Etats-Unis: la fronde des chaînes du câble contre le clip de Trump

Aux Etats-Unis, le cap symbolique des 100 jours de présidence de Donald Trump, le week-end dernier, a été l’occasion de vives critiques dans une majorité des médias américains traditionnels. Du coup, la Maison Blanche a produit un clip de 30 secondes pour vanter son bilan politique et économique, et espérait le diffuser sur les grandes chaînes de télévision nationales. Mais les plupart de ces grands réseaux refusent de passer le message, puisque celui-ci les attaquent directement.

Avec notre correspondant à New York, Grégoire Pourtier

media
Le clip de Donald Trump pour ses 100 jours à la Maison Blanche n’était pas simplement élogieux. Il attaquait en règle de nombreux médias.

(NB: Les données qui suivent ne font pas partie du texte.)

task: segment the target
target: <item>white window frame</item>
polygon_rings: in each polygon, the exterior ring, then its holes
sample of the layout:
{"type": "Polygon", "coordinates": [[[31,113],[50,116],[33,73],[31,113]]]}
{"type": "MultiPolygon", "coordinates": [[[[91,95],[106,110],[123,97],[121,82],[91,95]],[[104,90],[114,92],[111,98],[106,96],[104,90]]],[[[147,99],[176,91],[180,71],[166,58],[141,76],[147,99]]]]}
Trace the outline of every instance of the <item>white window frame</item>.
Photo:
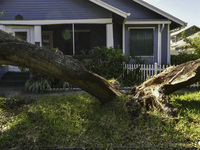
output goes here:
{"type": "MultiPolygon", "coordinates": [[[[153,35],[155,34],[154,33],[155,27],[128,27],[129,37],[130,37],[130,30],[132,30],[132,29],[152,29],[153,30],[153,35]]],[[[149,58],[149,57],[151,57],[151,58],[154,58],[154,48],[155,48],[155,45],[153,46],[153,55],[151,55],[151,56],[135,56],[135,57],[142,57],[142,58],[149,58]]],[[[130,47],[129,47],[129,51],[130,51],[130,47]]]]}

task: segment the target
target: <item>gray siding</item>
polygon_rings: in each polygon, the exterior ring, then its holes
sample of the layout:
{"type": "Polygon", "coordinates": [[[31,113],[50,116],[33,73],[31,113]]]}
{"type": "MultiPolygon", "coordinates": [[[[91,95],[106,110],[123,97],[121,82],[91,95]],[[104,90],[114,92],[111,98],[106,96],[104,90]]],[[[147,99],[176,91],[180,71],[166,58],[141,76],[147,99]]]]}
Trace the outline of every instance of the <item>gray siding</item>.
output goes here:
{"type": "Polygon", "coordinates": [[[1,20],[96,19],[110,18],[112,13],[88,0],[1,0],[1,20]]]}

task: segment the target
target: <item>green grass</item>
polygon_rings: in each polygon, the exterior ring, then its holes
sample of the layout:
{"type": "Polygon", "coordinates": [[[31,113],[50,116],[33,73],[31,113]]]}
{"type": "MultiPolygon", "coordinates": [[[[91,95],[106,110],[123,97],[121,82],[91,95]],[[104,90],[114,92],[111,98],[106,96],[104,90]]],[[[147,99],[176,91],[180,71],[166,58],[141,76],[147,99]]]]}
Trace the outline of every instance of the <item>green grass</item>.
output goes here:
{"type": "Polygon", "coordinates": [[[0,149],[200,148],[200,93],[171,97],[178,121],[158,112],[133,120],[125,96],[106,105],[88,94],[0,98],[0,149]]]}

« Donald Trump a prêté serment il y a 100 jours, et l’Amérique a rarement connu autant de succès… » Nomination d’un juge à la Cour suprême, création d’emploi et suppression de certaines pesanteurs administratives, infrastructures énergétiques, réforme fiscale… même s’il s’agit souvent de simples projets, Donald Trump se veut fier de son bilan.

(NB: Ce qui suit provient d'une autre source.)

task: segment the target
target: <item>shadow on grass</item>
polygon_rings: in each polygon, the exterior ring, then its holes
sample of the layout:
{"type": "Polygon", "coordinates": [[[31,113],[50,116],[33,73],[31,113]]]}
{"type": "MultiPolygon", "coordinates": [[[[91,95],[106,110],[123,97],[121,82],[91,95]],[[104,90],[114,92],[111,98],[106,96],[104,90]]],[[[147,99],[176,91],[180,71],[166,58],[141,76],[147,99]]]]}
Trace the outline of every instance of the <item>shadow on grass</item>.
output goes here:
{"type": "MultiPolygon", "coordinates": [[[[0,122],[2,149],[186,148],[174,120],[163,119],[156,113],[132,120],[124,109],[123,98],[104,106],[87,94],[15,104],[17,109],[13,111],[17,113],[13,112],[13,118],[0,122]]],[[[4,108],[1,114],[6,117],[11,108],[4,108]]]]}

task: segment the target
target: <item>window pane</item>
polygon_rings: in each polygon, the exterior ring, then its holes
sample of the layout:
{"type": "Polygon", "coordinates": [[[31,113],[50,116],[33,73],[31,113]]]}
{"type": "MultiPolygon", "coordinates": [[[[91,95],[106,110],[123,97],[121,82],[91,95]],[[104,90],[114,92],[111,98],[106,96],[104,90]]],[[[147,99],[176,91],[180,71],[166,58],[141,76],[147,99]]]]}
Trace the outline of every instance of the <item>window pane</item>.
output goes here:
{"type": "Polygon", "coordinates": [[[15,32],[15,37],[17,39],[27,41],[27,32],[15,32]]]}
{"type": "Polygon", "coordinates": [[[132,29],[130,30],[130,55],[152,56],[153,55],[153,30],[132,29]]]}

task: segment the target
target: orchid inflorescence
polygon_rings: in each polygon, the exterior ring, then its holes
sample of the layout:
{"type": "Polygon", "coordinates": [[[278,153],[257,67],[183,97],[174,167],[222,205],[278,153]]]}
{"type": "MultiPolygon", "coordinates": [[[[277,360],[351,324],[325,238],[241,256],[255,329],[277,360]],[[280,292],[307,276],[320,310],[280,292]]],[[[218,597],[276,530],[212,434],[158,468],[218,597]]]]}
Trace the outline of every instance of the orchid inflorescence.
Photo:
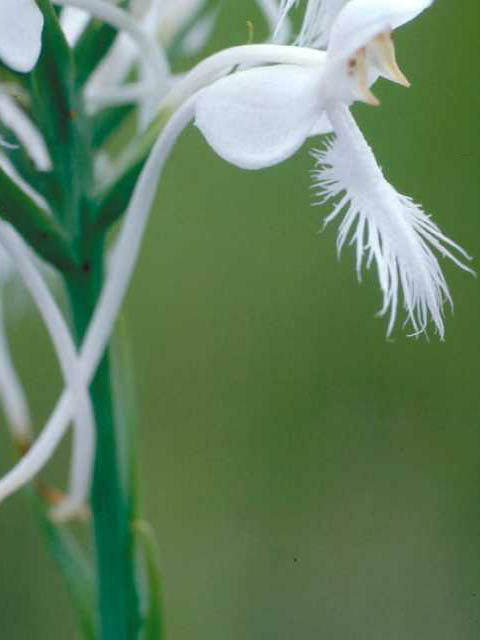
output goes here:
{"type": "MultiPolygon", "coordinates": [[[[176,75],[170,71],[166,50],[188,21],[195,28],[183,40],[184,51],[202,50],[216,15],[215,9],[205,10],[206,3],[138,0],[126,10],[109,0],[55,0],[63,7],[61,24],[71,45],[81,37],[90,17],[119,32],[85,84],[88,113],[107,106],[135,105],[138,140],[153,144],[132,184],[105,283],[78,351],[42,275],[39,258],[10,224],[0,223],[2,247],[42,313],[65,378],[65,390],[42,433],[29,442],[25,455],[0,481],[0,499],[40,471],[73,420],[71,487],[53,515],[70,517],[88,501],[95,424],[87,389],[130,282],[163,166],[192,120],[219,156],[249,170],[283,162],[309,138],[326,134],[322,148],[312,151],[313,177],[317,201],[331,203],[325,223],[341,218],[338,251],[346,243],[354,246],[359,275],[364,263],[375,265],[383,296],[380,313],[388,315],[388,335],[403,306],[414,335],[426,332],[431,322],[440,338],[444,337],[443,307],[446,302],[451,304],[451,296],[435,252],[466,271],[470,271],[466,264],[469,257],[419,205],[387,182],[350,112],[356,101],[379,104],[372,92],[379,77],[409,85],[396,61],[392,32],[431,3],[308,0],[298,36],[291,37],[292,44],[284,44],[293,32],[289,18],[298,9],[298,1],[259,0],[271,27],[268,42],[225,49],[190,72],[176,75]],[[197,22],[192,20],[195,16],[197,22]],[[133,68],[138,70],[134,80],[133,68]]],[[[14,71],[31,70],[40,55],[42,28],[42,13],[33,0],[2,0],[2,62],[14,71]]],[[[1,89],[0,119],[16,132],[37,170],[48,170],[52,159],[42,134],[26,119],[21,100],[7,86],[1,89]]],[[[143,151],[138,140],[122,156],[120,169],[138,161],[143,151]]],[[[106,166],[99,163],[97,179],[102,193],[120,175],[115,164],[109,159],[106,166]]],[[[9,168],[12,179],[30,193],[31,187],[22,182],[6,154],[2,154],[2,167],[9,168]]],[[[48,213],[49,203],[38,193],[34,195],[48,213]]],[[[3,265],[3,253],[0,260],[3,265]]],[[[9,269],[2,267],[0,279],[9,269]]],[[[3,334],[0,396],[14,435],[18,440],[30,440],[28,407],[3,334]]]]}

« Mais vous ne saurez pas tout ça en regardant les informations. L’Amérique gagne, et le président Trump rend sa grandeur à l’Amérique. » En illustration, le portrait des principaux animateurs des grandes chaînes d’informations comme CNN ou MSNBC, barré de la mention « Fake News », fausses nouvelles, en gros caractère.

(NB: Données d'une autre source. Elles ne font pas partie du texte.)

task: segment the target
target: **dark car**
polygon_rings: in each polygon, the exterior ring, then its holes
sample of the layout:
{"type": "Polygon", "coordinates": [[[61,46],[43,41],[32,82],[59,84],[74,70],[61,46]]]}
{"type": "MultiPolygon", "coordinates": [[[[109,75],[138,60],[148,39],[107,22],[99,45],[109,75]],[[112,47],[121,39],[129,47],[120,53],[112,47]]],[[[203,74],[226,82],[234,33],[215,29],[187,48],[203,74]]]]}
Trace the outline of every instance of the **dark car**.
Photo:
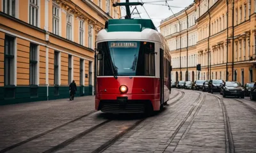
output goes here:
{"type": "Polygon", "coordinates": [[[203,84],[205,80],[196,80],[192,85],[192,89],[199,91],[200,89],[203,89],[203,84]]]}
{"type": "Polygon", "coordinates": [[[244,98],[244,89],[238,82],[225,82],[221,87],[220,92],[224,98],[227,96],[232,96],[244,98]]]}
{"type": "Polygon", "coordinates": [[[250,99],[251,100],[256,100],[256,83],[254,84],[253,87],[251,89],[251,92],[250,93],[250,99]]]}
{"type": "Polygon", "coordinates": [[[220,88],[223,84],[222,80],[211,80],[209,82],[208,92],[220,92],[220,88]]]}
{"type": "Polygon", "coordinates": [[[251,89],[253,87],[254,83],[247,83],[244,85],[244,96],[249,96],[251,92],[251,89]]]}
{"type": "Polygon", "coordinates": [[[176,87],[177,89],[183,88],[184,84],[185,84],[184,81],[179,81],[176,84],[176,87]]]}
{"type": "Polygon", "coordinates": [[[171,87],[176,87],[176,84],[175,84],[175,82],[172,81],[172,83],[171,83],[171,87]]]}
{"type": "Polygon", "coordinates": [[[203,84],[203,89],[202,89],[203,92],[208,91],[208,85],[209,85],[209,81],[208,80],[205,81],[203,84]]]}
{"type": "Polygon", "coordinates": [[[192,89],[192,82],[191,82],[191,81],[185,82],[184,88],[185,89],[192,89]]]}

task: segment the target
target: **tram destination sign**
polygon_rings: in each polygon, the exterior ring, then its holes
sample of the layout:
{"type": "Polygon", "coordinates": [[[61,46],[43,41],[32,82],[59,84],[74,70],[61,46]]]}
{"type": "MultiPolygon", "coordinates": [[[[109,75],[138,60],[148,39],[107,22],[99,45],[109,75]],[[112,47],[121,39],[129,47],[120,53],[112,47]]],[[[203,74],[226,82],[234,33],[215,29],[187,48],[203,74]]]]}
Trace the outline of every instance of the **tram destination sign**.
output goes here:
{"type": "Polygon", "coordinates": [[[111,47],[137,47],[137,43],[134,42],[118,42],[111,43],[111,47]]]}

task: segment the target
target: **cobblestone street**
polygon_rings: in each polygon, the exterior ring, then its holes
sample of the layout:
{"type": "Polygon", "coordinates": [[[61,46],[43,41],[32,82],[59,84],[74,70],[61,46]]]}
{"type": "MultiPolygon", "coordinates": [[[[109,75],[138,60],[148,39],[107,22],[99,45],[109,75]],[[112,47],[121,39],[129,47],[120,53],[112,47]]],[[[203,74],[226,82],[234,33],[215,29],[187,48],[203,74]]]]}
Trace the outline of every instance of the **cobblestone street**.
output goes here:
{"type": "Polygon", "coordinates": [[[94,97],[0,106],[0,152],[256,152],[256,103],[173,89],[163,111],[94,110],[94,97]]]}

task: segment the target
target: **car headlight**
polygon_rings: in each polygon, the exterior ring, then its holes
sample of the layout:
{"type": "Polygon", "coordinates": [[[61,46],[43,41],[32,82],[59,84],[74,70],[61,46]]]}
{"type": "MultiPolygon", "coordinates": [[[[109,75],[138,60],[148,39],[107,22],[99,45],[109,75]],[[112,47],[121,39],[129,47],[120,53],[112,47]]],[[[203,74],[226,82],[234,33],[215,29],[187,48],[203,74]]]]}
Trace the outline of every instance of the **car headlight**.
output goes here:
{"type": "Polygon", "coordinates": [[[127,91],[128,88],[126,85],[122,85],[119,87],[119,90],[121,92],[124,93],[127,91]]]}

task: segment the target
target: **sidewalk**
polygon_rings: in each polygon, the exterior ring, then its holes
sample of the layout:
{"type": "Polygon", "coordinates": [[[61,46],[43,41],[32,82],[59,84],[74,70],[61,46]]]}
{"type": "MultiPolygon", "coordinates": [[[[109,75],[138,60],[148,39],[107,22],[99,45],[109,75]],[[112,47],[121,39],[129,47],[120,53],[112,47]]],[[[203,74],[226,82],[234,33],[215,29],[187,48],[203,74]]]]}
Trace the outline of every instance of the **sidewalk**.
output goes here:
{"type": "Polygon", "coordinates": [[[0,150],[94,110],[94,96],[0,106],[0,150]]]}

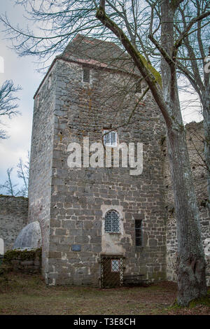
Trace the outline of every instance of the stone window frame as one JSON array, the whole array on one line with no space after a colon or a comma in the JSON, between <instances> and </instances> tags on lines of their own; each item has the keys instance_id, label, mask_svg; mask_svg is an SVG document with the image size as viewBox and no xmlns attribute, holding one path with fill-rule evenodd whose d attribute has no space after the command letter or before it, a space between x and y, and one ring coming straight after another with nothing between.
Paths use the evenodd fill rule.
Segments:
<instances>
[{"instance_id":1,"label":"stone window frame","mask_svg":"<svg viewBox=\"0 0 210 329\"><path fill-rule=\"evenodd\" d=\"M110 211L116 211L119 216L119 223L120 223L120 230L119 232L105 232L105 216L106 214ZM102 205L102 234L121 234L123 235L123 221L124 216L122 214L122 207L121 206L108 206L108 205Z\"/></svg>"},{"instance_id":2,"label":"stone window frame","mask_svg":"<svg viewBox=\"0 0 210 329\"><path fill-rule=\"evenodd\" d=\"M106 134L106 135L104 135L103 136L103 140L104 140L104 146L108 146L108 147L111 147L111 148L114 148L114 147L117 147L119 144L119 141L118 141L118 132L116 132L115 130L108 130L108 129L106 129L106 128L104 128L103 129L103 135L104 134L106 134L106 132L108 132L108 134ZM106 136L108 136L111 133L115 133L115 144L106 144L105 142L105 138L106 138ZM111 141L111 137L110 138L110 140Z\"/></svg>"},{"instance_id":3,"label":"stone window frame","mask_svg":"<svg viewBox=\"0 0 210 329\"><path fill-rule=\"evenodd\" d=\"M5 246L4 246L4 239L2 237L0 237L0 255L4 255L4 248L5 248ZM1 253L1 251L3 251L3 253Z\"/></svg>"},{"instance_id":4,"label":"stone window frame","mask_svg":"<svg viewBox=\"0 0 210 329\"><path fill-rule=\"evenodd\" d=\"M120 216L114 209L109 210L105 215L104 232L105 233L120 233Z\"/></svg>"},{"instance_id":5,"label":"stone window frame","mask_svg":"<svg viewBox=\"0 0 210 329\"><path fill-rule=\"evenodd\" d=\"M88 71L88 80L84 80L84 78L85 76L85 72ZM88 66L83 66L83 83L90 83L90 69Z\"/></svg>"},{"instance_id":6,"label":"stone window frame","mask_svg":"<svg viewBox=\"0 0 210 329\"><path fill-rule=\"evenodd\" d=\"M141 79L139 79L135 83L135 94L142 94Z\"/></svg>"},{"instance_id":7,"label":"stone window frame","mask_svg":"<svg viewBox=\"0 0 210 329\"><path fill-rule=\"evenodd\" d=\"M140 222L140 227L136 227L136 223ZM143 246L143 220L142 219L135 219L134 220L134 225L135 225L135 246L136 247L142 247ZM136 231L140 232L140 237L136 236ZM140 244L136 244L136 239L139 239Z\"/></svg>"}]
</instances>

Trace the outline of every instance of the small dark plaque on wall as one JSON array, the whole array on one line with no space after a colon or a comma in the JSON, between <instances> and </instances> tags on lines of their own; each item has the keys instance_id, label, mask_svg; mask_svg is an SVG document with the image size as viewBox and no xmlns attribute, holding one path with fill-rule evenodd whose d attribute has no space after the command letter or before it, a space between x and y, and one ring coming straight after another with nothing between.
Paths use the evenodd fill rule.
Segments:
<instances>
[{"instance_id":1,"label":"small dark plaque on wall","mask_svg":"<svg viewBox=\"0 0 210 329\"><path fill-rule=\"evenodd\" d=\"M71 250L72 251L81 251L81 245L80 244L72 244Z\"/></svg>"}]
</instances>

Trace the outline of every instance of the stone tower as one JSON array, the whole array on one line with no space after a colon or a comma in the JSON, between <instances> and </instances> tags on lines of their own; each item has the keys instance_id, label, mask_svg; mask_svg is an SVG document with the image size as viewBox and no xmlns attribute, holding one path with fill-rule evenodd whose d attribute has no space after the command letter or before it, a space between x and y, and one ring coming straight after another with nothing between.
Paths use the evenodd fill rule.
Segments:
<instances>
[{"instance_id":1,"label":"stone tower","mask_svg":"<svg viewBox=\"0 0 210 329\"><path fill-rule=\"evenodd\" d=\"M29 218L41 225L48 284L165 279L164 131L150 92L139 102L144 89L120 48L78 35L35 94ZM142 143L142 173L120 161L107 167L105 156L83 165L88 137L90 156L93 143L111 152L134 143L136 153ZM72 143L81 146L80 167L69 167Z\"/></svg>"}]
</instances>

Ces médias américains de référence adorent débatte de l’efficacité de la nouvelle administration, et être la cible d’attaques publiques et répétées de Donald Trump leur offre même des audiences historiquement élevées.

Mais ce serait du masochisme que de mettre soi-même à l’antenne un clip où ils sont directement mis en cause, et l’équipe Trump le savait forcément en produisant ces 30 secondes.

Fox News accepte

Ainsi, seule Fox News, soutien affiché du nouveau président, a accepté de les diffuser, et une émission phare de la chaîne a donné la parole à l’une des belle-fille de Trump pour dénoncer les attaques à la liberté d’expression.

Au final, la guerre ouverte contre les médias fait partie intégrante de la stratégie de communication de l’équipe Trump, qui y trouve un parfait moyen de détourner l’attention d’un bilan malgré tout encore maigre.